I cinesi della cantina accanto

Recentemente uno studio della CGIA,  una associazione di piccoli artigiani e di  medie imprese di Mestre,  ha contribuito a far conoscere la “crescita” smisurata della piccola imprenditoria cinese nel nord d’Italia. Dallo studio emerge che tale crescita ha superato, per quanto sia stato possibile appurare senza considerare  possibili sottostime, la soglia delle 54 mila aziende. Di queste, molte in pieno esercizio senza rispetto alcuno delle norme di salute e sicurezza sui luoghi di lavoro e con la completa elusione di tasse e contributi. Queste “realtà aziendali” ,proliferate nell’ultimo decennio in modo massivo, hanno contribuito pesantemente alla crisi delle nostre pmi, come sottolineato dal segretario della stessa CGIA,  Giuseppe Bortolussi  «La loro forte concentrazione in alcune aree del Paese sta creando non pochi problemi.  Spesso queste attività si sviluppano eludendo gli obblighi fiscali e contributivi, le norme in materia di sicurezza nei luoghi di lavoro e senza nessun rispetto dei più elementari diritti dei lavoratori occupati in queste realtà aziendali. Questa forma di dumping economico ha messo fuori mercato intere filiere produttive e commerciali di casa nostra».

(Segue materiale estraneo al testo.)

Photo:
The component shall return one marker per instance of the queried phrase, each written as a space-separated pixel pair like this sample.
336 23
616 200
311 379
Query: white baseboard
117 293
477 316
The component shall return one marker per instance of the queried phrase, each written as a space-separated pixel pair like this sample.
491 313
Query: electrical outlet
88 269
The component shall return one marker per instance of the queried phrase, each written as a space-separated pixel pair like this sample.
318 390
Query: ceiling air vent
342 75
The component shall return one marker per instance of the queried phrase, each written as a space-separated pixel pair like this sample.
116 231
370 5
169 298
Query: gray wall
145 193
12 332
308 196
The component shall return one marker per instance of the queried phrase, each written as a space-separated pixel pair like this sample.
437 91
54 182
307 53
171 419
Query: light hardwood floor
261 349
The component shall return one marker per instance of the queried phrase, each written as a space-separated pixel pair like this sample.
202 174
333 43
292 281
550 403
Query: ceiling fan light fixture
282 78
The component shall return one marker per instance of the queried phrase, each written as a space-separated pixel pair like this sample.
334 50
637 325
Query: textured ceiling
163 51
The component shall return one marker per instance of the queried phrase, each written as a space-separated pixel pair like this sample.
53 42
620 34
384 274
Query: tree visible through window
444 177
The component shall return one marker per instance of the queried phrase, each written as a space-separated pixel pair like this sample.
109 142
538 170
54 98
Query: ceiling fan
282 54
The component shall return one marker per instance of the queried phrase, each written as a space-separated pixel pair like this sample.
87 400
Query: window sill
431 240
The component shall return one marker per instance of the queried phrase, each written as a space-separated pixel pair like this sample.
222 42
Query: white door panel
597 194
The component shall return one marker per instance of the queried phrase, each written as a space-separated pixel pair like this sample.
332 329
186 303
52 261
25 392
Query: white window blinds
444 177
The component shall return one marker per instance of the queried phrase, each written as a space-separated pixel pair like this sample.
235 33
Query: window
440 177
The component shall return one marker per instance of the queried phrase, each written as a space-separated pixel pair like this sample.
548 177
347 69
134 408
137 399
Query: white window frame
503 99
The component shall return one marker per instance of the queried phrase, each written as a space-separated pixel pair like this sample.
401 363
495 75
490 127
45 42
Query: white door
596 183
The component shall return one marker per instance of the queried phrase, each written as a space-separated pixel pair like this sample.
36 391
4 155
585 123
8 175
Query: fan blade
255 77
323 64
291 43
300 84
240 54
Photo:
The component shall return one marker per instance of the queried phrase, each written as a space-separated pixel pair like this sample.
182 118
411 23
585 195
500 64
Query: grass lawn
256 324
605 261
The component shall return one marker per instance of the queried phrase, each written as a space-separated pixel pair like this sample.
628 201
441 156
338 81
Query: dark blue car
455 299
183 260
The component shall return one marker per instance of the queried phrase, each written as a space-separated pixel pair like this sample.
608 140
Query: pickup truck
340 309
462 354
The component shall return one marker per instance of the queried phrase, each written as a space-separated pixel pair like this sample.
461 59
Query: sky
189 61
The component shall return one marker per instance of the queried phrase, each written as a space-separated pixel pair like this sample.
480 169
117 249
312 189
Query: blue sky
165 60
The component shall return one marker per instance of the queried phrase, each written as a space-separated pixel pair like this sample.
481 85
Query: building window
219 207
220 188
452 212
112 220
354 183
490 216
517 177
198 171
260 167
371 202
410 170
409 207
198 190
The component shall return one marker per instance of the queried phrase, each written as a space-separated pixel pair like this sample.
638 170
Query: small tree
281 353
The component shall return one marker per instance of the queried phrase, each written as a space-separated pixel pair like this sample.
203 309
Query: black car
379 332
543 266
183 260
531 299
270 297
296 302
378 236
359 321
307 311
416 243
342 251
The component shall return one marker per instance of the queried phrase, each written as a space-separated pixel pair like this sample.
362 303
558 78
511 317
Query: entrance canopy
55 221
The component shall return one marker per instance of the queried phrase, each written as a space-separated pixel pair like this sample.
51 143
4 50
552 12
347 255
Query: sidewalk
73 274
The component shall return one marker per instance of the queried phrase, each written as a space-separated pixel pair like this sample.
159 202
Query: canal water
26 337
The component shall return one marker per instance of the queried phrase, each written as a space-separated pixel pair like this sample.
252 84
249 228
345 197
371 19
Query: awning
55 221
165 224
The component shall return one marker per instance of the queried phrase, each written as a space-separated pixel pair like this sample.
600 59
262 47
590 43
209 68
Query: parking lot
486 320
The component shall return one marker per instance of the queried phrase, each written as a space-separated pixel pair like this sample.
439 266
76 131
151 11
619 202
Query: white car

Parole che dovrebbero far riflettere gli attori principali della politica economica del nostro paese. Il  grande volume di  disposizioni normative dettate per far si che l’esercizio di una attività sia regolarmente corretto, teoricamente è rivolto a tutti. Nella realtà, gli enti competenti, monitorati dalle varie commissioni nominate ad hoc per la vigilanza, hanno grossissimi problemi nell’accertare chi trasgredisce le regole. A rimetterci,  sono solo le nostre piccole imprese familiari che rimangono strozzate fino al decesso da tutte le disposizioni che devono obbligatoriamente rispettare. Nelle varie manovre che colpiscono solo chi non ha la possibilità di evitare le varie imposizioni fiscali, si dovrebbe investire sull’attuazione di “vere” politiche di controllo di tutte le aziende cinesi presenti in Italia. I profitti enormi di cui godono, sono accumulati con prezzi a costo zero o quasi;  questo distrugge le possibilità di competizione da parte delle aziende italiane che, al contrario, devono misurarsi con gli alti costi del lavoro.